Thursday, May 8, 2008

Remembering (What’s Worth Remembering of) Heaven’s Gate


The catastrophe of unfulfilling excessiveness that is Michael Cimino’s Heaven’s Gate can be felt just by skimming the scene selections on the DVD. “Cock Fight,” “Breaking Up A Fight” and “A Thoughtful Talk” are just three of the chapter titles that inflict pain by so completely encapsulating the sprawling yet inconsequential scenes they represent. Like Waterworld after it, Cimino’s film was sunk before it even reached theaters, but it deserves almost all of its reputation as perhaps the biggest bomb in cinema history, especially when one considers its aftershocks (it ruined both United Artists and Cimino). At 219 minutes – and that’s edited down from Cimino’s initial cut, remember – Heaven’s Gate frequently feels like an attempt to spend as much time as possible doing as little as possible. Watching it is an excruciating test of survival.

But there’s one sequence in Heaven’s Gate when time stops instead of drags – a sequence that when I first saw it made me wish the film would go on forever rather than fearing that it might never end. It’s a sequence of three parts, any one of which I’m sure has been criticized for being too long or too superfluous, for in essence being too much like the rest of the agonizingly bloated film. It’s a sequence that some might think typifies just how out of touch Cimino was with his follow-up to The Deer Hunter, and yet for me it’s the only sequence that hits home. It is the sequence of movement and dance at the town hall of Heaven’s Gate, which acts as the too-small heart for this artery-clogged picture. And my appreciation of the sequence is my submission to the “Invitation to the Dance Movie Blogathon” going on this week at Ferdy on Films, etc.

To truly appreciate the sequence’s splendor you must consider its context. Preceding it are more than 80 minutes of almost universally lifeless storytelling: The graduation ceremonies of the Harvard class of 1870 are so prolonged that by comparison the wedding sequence at the beginning of The Deer Hunter feels like a Las Vegas quickie. The crux of the plot’s conflict – the immigrants of Jackson County, Wyoming are going to be hunted down on the order of the wealthy Stock Growers’ Association – is needlessly repeated to about everyone except those who need to hear it (the immigrants don’t get find out there’s a bounty on their heads until after the intermission).
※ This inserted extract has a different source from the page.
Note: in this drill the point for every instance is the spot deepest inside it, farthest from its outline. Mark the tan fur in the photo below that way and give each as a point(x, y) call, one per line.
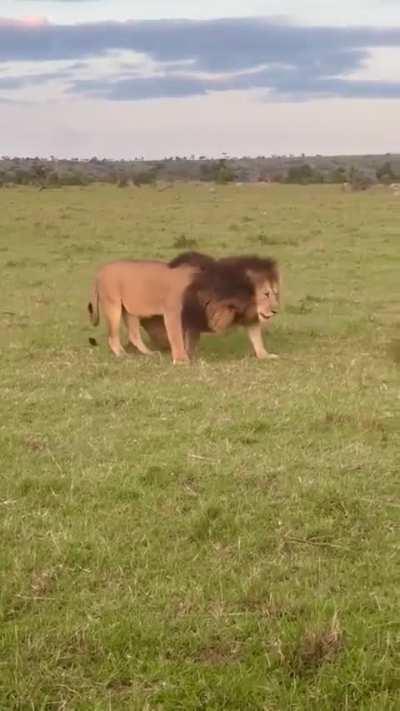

And immediately preceding our entrance into Heaven’s Gate we suffer through the aforementioned cock fight, the spit-filled quarrel among immigrants and the not-as-urgent-as-it-aims-to-be conversation between Kris Kristofferson’s James Averill and Isabella Huppert’s Ella Watson.

And then it happens.

We cut, without any explanation whatsoever, to the interior of the town hall, warm with a sepia-toned radiance. All those immigrants, those poor peasants from the fields who have no clue they’re about to be hunted, line the walls. They are clapping and cheering. A bushy-browed fiddler we recognize from the brothel tunes his instrument on a small stage. The clapping and cheering continue. The fiddler nods to his bandmates and then steps off the stage, toward the empty floor of the hall. Only he’s not walking. He’s gliding. He’s…wait a minute, he’s on roller skates! And only then do we notice: Holy fuck, they’re all on roller skates!

But the floor belongs to the fiddler. He plays and skates, making loops around the floor, delighting the mob, the room throbbing with exuberance. Then they join in, the band kicks into gear and it’s nothing if not dancing. Remarkably organized at first, this second act morphs into a freestyle session of controlled chaos that’s graceful even when it isn’t. When the tune ends, the crowd cheers, and Averill wrestles a drunk bartender (Jeff Bridges) into a wagon just outside the door. Ella surveys the vast room, already emptying, and when Averill returns the floor has cleared and Ella has gathered their coats to leave. But the fiddler plays again. Averill takes Ella into his arms and a playful swing becomes a third-act waltz.

Save some unintelligible mumbling from Bridges’ drunkard, this eight-minute sequence is entirely without dialogue, yet Heaven’s Gate is never more plainspoken. In this three-act dance we glimpse the community at their most vibrant and see the love between Averill and Ella at its most affectionate. Cinematographer Vilmos Zsigmond’s camera moves as elegantly as his dancers, capturing the rustic lavishness of the town hall (the nomination for Best Art Direction-Set Direction must have come with this sequence in mind). Inside a film that would be better off forgotten, this is a dance that must be remembered. I cherish it, and all its odd dignity.